Les contrats opérationnels des armées doivent dès lors être redessinés pour répondre à tout le spectre de la violence. Les batailles de Bassora et Fallouja ont montré qu’il faut disposer d’au moins 30 000 hommes entraînés pour le combat de haute intensité, et non pas de 15 000. Les opérations de contrôle de territoire ne sont efficaces que si l’on déploie un soldat pour 50 habitants. En conséquence, les effectifs militaires doivent être augmentés et spécialisés. L’effort en faveur du renseignement, du cyber et des forces spéciales, qui devraient être portées à 5 000 hommes, a vocation à être amplifié. L’effectif de l’armée de terre doit être progressivement porté à 110 000 hommes, tout en spécialisant les unités, dont toutes ne doivent pas être formées au combat de haute intensité. De même, il est urgent de créer au sein de la marine des garde-côtes équipés de vedettes rapides pour contrôler nos frontières maritimes et surveiller nos 11,6 millions de kilomètres carrés de zone économique exclusive.
On ne peut faire la guerre sans se donner les moyens de la gagner. Le budget de la défense est notoirement insuffisant. Et ce d’autant qu’il faudra, à partir de 2020, réinvestir 3 milliards d’euros par an dans la dissuasion nucléaire si l’on veut conserver sa crédibilité. Or 30 000 soldats supplémentaires coûtent 1 milliard d’euros par an, auxquels il faut ajouter le soutien et l’équipement. Par ailleurs, un rattrapage est indispensable dans le domaine de la maintenance tout comme en matière de drones, d’hélicoptères et de cyber. Au total, le budget de la féfense doit donc être progressivement relevé à 2 % du PIB, soit 40 milliards d’euros, ce qui correspond à l’effort du Royaume-Uni.
Pour autant, il est parfaitement irresponsable d’affirmer comme François Hollande que « le pacte de sécurité l’emporte sur le pacte de stabilité ». Le réarmement de la France n’a de sens que s’il s’inscrit dans la durée, donc s’il est financièrement soutenable.
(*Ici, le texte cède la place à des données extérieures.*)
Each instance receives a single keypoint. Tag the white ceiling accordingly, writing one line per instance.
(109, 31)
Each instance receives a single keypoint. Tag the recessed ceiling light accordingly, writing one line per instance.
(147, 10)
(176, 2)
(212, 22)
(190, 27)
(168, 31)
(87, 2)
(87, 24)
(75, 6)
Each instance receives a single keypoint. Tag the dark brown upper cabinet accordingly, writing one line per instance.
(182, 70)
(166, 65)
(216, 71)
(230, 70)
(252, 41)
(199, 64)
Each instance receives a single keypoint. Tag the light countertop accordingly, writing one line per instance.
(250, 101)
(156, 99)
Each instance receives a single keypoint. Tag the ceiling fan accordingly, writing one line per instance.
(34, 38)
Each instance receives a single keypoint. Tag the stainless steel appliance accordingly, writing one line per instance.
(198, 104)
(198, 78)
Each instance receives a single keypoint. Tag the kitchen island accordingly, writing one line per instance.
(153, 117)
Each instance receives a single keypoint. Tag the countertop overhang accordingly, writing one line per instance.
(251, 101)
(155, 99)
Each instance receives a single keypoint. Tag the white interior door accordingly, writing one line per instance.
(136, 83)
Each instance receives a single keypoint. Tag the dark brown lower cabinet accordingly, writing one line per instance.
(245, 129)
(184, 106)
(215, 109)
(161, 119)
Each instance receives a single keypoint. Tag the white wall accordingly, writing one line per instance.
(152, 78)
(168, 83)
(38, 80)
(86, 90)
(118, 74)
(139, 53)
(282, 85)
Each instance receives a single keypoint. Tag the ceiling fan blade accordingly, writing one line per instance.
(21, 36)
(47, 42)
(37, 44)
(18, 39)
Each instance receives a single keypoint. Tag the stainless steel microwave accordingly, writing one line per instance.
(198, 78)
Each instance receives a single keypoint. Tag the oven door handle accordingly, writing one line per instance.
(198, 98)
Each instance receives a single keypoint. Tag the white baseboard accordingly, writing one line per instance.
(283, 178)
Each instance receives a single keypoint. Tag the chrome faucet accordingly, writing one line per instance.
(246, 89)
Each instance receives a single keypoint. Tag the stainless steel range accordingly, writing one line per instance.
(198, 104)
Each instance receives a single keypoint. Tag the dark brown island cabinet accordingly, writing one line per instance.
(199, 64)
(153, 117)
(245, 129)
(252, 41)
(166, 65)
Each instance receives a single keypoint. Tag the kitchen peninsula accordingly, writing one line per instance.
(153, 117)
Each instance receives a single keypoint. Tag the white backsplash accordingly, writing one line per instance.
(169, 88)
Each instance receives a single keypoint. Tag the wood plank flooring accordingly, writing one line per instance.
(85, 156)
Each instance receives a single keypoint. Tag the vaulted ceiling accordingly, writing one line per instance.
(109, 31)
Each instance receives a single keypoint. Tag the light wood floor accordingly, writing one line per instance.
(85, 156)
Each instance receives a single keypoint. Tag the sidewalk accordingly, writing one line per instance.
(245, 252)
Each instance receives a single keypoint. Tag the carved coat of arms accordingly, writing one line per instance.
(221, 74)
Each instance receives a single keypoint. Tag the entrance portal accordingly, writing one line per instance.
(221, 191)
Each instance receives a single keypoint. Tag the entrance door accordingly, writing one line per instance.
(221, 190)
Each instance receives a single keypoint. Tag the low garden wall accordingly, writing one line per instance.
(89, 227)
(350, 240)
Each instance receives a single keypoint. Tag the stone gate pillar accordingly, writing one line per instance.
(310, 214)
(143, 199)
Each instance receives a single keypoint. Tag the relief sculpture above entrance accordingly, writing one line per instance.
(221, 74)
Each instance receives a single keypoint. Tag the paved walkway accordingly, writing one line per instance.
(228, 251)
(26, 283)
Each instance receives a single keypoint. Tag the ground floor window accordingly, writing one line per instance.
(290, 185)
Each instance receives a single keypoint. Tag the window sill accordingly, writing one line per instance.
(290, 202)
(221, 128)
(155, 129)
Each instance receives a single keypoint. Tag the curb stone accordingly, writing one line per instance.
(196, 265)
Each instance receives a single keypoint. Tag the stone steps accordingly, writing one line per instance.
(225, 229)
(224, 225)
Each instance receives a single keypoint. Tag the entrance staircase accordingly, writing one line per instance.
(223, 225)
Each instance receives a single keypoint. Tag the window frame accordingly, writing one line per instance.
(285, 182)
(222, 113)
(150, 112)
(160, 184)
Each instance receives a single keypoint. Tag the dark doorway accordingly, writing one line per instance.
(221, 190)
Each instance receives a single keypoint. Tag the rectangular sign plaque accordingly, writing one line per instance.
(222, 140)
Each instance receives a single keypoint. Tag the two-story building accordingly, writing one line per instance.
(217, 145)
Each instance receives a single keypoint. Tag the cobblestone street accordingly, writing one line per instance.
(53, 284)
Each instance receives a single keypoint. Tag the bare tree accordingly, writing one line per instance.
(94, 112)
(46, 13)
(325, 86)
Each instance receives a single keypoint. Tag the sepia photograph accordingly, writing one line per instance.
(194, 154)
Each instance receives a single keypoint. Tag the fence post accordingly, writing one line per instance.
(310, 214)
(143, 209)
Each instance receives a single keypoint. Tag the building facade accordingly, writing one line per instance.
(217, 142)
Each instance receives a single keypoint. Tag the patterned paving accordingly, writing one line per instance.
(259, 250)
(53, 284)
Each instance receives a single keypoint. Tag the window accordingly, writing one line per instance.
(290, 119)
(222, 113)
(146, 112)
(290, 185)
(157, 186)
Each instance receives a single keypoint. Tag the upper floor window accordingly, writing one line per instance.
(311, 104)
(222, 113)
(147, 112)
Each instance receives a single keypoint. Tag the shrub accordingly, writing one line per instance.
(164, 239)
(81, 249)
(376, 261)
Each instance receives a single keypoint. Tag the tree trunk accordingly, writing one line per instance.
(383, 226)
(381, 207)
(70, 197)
Il ne doit en aucun cas être financé par la dette mais par la diminution des 670 milliards d’euros de transferts sociaux qui, en contribuant à l’installation d’un chômage permanent, ne nourrissent nullement la paix sociale mais alimentent l’exclusion et, partant, la radicalisation. La sécurité de la France n’est pas antinomique mais indissociable de la réforme de son modèle économique et social, ainsi que de la reconquête de sa souveraineté financière.